Optogenetics Relies on Multiphoton Microscopy
- Fig. 1: Multiphoton microscopy provides inherent three-dimensional resolution. With conventional (single photon) excitation of samples, fluorescence is excited along the entire beam path. With multiphoton absorption, fluorescence is only excited by the high intensity at the beam waist.
- Fig. 2: In a typical optogenetics experiment, two different wavelengths are required – one for photoactivation of target neuron(s) and a second wavelength to detect Ca ion spikes in interconnected neurons.

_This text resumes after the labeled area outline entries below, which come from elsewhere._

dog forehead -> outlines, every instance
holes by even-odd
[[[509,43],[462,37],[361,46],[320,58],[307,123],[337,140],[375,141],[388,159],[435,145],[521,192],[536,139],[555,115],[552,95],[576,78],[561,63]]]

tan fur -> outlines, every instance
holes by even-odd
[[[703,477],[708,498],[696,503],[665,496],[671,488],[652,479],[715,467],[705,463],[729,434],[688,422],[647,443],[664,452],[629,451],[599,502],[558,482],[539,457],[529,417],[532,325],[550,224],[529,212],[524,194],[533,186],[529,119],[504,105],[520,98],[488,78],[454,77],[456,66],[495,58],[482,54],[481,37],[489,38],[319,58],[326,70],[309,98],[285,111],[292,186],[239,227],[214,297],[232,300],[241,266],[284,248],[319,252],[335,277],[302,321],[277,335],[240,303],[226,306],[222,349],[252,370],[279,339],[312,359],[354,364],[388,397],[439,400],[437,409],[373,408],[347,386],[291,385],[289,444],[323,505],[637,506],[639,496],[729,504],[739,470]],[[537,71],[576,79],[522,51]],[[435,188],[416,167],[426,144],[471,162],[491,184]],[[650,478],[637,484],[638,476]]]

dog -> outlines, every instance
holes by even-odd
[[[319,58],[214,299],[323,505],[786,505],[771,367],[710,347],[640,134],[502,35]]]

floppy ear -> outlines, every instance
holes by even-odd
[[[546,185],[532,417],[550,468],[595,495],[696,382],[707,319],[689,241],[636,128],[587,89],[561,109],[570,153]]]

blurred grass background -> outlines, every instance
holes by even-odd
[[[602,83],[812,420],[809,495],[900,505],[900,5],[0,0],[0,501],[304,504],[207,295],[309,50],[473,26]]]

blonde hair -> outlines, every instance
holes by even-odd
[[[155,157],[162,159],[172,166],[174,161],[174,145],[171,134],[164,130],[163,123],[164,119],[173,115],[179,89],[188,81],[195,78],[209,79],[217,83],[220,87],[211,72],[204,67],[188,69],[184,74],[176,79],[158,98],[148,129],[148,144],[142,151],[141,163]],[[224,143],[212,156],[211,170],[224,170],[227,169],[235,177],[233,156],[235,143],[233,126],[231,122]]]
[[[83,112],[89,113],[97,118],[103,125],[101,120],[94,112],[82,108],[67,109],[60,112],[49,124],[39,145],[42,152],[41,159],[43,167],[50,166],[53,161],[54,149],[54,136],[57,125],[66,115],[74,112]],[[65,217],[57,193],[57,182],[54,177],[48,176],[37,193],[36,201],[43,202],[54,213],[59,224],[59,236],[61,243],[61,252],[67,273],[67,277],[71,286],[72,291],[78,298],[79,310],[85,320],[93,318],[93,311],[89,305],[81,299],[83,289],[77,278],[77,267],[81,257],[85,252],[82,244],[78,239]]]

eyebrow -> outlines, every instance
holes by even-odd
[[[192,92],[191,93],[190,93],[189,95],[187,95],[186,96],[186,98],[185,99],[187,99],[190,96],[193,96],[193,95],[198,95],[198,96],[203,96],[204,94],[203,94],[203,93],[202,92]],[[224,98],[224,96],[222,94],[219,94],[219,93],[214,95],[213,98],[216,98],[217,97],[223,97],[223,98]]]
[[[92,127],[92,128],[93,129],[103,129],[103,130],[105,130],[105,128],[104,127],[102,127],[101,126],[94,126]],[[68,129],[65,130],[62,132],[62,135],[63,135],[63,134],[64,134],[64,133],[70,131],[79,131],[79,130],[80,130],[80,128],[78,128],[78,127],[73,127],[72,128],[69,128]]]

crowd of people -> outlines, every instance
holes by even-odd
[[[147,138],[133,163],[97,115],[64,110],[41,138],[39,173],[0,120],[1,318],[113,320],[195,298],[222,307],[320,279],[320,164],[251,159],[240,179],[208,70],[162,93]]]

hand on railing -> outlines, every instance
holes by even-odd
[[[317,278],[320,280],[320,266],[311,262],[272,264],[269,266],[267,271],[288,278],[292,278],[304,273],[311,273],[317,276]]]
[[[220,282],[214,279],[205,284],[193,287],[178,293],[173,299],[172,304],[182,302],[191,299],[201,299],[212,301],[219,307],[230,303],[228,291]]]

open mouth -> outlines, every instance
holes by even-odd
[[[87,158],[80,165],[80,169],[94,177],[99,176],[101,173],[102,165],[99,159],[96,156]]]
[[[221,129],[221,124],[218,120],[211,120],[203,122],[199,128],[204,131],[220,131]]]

The field of neuroscience has become the key application for multiphoton optical microscopes because of its substantial funding level. Plus, multiphoton microscopy offers the ability to provide high resolution neuronal images in the cortex of living animals. In particular, the technique of optogenetics is enabling new insights at the level of individual neurons, allowing them to be correlated with function at the neural network and actual patient level. This article examines how the higher power and longer wavelengths of the latest tunable lasers are enabling researchers to conduct these optogenetic studies on ever larger networks of neurons.
Multiphoton Microscopy and Optogenetics
Multiphoton microscopy is one of the most powerful imaging tools for life-sciences research and pre-clinical applications because it provides inherent three-dimensional resolution with minimized damage to live samples. In multiphoton microscopy, an ultrafast laser is tightly focused at a target depth in the sample. An ultrafast laser provides a high frequency (up to 100 MHz) stream of pulses with pulsewidths (pulse durations) as short as a few tens of femtoseconds. At the focal plane, and only at the focal plane, the peak intensity is high enough to drive two-photon or even three photon absorption (fig. 1). For example, a fluorescent dye that normally absorbs blue light at 450 nm can be excited using a 900 nm ultrafast laser. By scanning the focused laser beam, a three-dimensional image is rapidly constructed.
Pioneered by Deisseroth in Stanford and Boyden at MIT, optogenetics is an innovative method where light is used to stimulate specific cells, thanks to a class of transgenic proteins - the opsins .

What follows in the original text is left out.